Doze anos depois de publicado Plantados
no chão, continua sendo necessário um amplo dossiê sobre todas as vítimas de
assassinatos, prisões e perseguições políticas que contem as histórias dos
nossos companheiros e companheiras de luta que tombaram e que sofrem
injustiças. Estas histórias são sementes e lições para aprendermos a nos
proteger coletivamente, conhecendo as táticas dos inimigos e, assim,
entendermos com quem podemos contar na nossa auto-defesa.
No caso de Anderson, o governo
federal do PT, com Lula na presidência, não exigiu a federalização da apuração
quando seu aliado Sérgio Cabral recusou a colaboração federal. E era justo que,
num governo progressista, o assassinato de militantes fosse tratado numa esfera
mais distante do poder local, conivente com matadores, como fica cada vez mais
explícito a partir dos fatos que vêm a tona sobre o assassinato de Marielle.
Uma das lições é que uma polícia federal incapaz de proteger os nossos, sendo
uma garantia de isenção nas investigações - que seriam atrapalhadas pelas
relações promíscuas entre o crime e as polícias e políticos locais - acaba
servindo para o seu aposto, encarcerar os nossos e dar cobertura à entrada de
armas no país para serem usadas contra nós.
Plantados no chão precisa ser lido.
Ler sobre Anderson e outras vítimas da repressão os faz presentes.

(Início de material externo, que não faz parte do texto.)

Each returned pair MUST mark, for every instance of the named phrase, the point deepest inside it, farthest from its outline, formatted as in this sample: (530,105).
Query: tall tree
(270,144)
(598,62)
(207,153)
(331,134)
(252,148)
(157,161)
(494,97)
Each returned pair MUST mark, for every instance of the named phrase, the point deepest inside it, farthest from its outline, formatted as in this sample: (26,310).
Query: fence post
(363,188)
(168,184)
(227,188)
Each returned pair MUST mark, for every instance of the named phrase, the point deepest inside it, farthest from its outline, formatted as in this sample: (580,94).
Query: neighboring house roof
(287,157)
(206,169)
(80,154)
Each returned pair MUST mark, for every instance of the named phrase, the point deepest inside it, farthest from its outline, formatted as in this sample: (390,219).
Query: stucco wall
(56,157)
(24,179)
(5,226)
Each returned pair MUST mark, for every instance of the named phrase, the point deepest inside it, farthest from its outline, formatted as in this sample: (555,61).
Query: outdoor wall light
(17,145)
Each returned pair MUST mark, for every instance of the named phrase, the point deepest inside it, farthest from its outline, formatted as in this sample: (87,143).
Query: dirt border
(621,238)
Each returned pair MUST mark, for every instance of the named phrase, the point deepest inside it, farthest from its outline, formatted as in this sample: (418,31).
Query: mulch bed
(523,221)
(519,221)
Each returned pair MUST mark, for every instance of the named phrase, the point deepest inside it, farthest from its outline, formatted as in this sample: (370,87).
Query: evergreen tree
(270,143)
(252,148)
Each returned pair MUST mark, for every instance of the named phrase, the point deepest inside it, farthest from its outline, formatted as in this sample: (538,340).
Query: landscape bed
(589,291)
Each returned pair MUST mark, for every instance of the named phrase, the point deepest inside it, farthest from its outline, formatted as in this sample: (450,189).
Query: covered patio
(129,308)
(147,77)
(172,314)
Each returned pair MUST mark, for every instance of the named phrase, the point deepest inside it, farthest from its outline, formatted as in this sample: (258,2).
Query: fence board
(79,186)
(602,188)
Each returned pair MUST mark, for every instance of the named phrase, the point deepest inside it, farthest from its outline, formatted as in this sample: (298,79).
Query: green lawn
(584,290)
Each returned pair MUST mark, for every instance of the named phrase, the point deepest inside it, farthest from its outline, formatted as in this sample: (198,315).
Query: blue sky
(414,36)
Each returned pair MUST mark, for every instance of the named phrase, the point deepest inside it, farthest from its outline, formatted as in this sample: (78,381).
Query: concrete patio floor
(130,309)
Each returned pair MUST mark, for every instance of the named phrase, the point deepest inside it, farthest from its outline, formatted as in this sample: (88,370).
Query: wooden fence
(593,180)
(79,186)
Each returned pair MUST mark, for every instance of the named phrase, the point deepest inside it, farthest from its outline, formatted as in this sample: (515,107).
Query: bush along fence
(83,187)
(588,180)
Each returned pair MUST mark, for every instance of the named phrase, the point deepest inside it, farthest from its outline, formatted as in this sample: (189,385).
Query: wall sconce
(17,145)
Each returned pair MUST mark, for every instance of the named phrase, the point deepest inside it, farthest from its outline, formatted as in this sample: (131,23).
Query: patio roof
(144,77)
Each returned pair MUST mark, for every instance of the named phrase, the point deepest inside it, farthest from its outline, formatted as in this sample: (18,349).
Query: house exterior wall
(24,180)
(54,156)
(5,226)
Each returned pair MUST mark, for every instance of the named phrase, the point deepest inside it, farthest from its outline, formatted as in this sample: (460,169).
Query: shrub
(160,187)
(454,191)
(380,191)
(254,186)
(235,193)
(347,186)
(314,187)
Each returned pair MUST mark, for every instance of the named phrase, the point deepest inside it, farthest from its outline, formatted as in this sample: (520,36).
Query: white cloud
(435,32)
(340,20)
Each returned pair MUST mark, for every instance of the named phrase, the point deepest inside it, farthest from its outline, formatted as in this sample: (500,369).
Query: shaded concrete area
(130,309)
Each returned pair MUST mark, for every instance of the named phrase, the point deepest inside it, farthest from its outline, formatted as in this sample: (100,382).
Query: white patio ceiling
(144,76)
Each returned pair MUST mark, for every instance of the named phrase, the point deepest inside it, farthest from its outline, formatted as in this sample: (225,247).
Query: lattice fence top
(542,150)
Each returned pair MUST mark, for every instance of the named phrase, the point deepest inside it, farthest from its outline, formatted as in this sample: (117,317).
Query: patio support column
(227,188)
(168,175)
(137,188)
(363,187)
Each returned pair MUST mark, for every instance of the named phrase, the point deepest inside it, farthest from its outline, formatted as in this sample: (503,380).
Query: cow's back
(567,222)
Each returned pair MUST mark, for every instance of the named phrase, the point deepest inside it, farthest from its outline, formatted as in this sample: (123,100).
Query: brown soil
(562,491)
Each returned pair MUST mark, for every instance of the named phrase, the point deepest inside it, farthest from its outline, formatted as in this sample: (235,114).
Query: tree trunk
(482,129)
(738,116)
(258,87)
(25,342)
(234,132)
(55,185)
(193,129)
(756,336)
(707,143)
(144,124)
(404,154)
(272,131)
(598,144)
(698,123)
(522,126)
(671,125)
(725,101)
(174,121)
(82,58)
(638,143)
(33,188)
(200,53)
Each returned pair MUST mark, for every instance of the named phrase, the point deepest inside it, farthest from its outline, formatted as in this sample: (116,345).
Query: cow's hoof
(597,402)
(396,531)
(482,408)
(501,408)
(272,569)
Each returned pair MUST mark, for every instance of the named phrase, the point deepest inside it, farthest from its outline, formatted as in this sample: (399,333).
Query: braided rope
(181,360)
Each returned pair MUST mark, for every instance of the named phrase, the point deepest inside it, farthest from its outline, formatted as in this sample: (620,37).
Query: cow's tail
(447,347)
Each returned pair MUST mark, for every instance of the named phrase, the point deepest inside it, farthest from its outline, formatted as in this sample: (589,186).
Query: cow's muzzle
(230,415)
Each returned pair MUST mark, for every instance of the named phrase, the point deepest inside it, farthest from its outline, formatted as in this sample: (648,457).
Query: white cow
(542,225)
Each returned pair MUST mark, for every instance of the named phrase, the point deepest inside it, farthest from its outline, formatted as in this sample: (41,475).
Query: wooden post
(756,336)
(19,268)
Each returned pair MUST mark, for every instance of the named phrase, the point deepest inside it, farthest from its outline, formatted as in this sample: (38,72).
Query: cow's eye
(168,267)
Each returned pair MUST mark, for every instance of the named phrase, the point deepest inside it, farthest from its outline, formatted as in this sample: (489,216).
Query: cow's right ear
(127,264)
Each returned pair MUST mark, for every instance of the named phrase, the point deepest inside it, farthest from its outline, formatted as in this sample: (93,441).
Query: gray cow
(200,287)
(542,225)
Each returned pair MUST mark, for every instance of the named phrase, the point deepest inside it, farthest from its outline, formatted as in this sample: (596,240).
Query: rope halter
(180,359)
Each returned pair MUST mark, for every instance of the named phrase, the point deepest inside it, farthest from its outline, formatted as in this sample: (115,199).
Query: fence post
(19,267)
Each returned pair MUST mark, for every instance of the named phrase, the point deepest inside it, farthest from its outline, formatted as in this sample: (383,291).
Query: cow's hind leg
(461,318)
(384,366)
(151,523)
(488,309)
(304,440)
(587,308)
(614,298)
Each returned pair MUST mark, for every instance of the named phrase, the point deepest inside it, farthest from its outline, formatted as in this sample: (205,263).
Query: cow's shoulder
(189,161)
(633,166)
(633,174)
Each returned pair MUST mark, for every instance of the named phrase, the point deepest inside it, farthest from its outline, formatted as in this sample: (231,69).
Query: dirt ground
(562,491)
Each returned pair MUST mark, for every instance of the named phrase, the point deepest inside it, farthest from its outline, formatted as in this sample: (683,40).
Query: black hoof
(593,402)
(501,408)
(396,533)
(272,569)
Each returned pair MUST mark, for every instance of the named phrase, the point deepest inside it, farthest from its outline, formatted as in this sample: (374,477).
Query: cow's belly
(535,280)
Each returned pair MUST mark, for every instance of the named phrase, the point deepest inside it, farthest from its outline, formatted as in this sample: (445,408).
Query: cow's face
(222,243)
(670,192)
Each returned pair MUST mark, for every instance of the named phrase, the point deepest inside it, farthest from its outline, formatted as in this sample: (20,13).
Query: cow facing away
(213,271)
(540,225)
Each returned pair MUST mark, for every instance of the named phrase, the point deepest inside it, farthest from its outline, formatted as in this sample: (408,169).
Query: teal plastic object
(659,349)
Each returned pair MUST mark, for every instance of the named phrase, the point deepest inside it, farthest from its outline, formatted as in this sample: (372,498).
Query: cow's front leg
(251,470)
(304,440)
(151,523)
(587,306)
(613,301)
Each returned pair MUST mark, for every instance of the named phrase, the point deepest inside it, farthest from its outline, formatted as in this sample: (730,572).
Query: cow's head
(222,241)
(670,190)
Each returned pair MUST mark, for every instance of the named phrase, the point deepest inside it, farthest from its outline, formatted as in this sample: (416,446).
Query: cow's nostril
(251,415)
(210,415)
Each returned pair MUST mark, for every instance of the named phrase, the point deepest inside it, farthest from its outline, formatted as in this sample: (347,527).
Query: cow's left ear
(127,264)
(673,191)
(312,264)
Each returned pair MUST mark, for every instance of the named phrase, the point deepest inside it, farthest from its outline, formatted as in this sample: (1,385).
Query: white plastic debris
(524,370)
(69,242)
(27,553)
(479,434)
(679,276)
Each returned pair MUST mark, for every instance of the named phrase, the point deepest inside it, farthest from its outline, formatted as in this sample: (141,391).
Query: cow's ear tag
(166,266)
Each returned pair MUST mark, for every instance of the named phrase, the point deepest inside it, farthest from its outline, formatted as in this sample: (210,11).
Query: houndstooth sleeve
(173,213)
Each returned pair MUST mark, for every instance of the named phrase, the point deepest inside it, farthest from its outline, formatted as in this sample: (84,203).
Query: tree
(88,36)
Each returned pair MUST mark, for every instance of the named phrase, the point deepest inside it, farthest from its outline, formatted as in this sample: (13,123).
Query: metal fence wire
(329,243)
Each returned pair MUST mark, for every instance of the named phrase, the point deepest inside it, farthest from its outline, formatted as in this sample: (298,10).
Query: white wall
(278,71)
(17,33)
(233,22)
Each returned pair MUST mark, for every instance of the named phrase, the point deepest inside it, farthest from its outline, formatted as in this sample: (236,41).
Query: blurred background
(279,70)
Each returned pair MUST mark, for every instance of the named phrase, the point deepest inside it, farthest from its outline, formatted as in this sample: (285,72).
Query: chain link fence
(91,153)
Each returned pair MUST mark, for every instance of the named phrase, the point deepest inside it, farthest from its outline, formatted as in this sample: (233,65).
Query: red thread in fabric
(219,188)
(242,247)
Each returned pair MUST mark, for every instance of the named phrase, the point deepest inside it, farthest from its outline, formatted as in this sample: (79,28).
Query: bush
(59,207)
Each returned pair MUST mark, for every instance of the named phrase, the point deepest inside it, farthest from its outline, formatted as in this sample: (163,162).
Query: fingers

Para nós, que ficamos sem nossos
companheiros de luta, a pergunta continua sendo como virar o jogo. E é com ela
que insistimos que não há luta hoje que possa responder esta questão se não
incluir a liberdade de Lula como uma das exigências. Nossas sementes não
precisam ser perfeitas para germinarem porque estamos em contínua aprendizagem
para não romantizar mais os abusos e cuidar melhor de nosso jardim, encontrando
adubo nas histórias das lutas de todos e todas nós.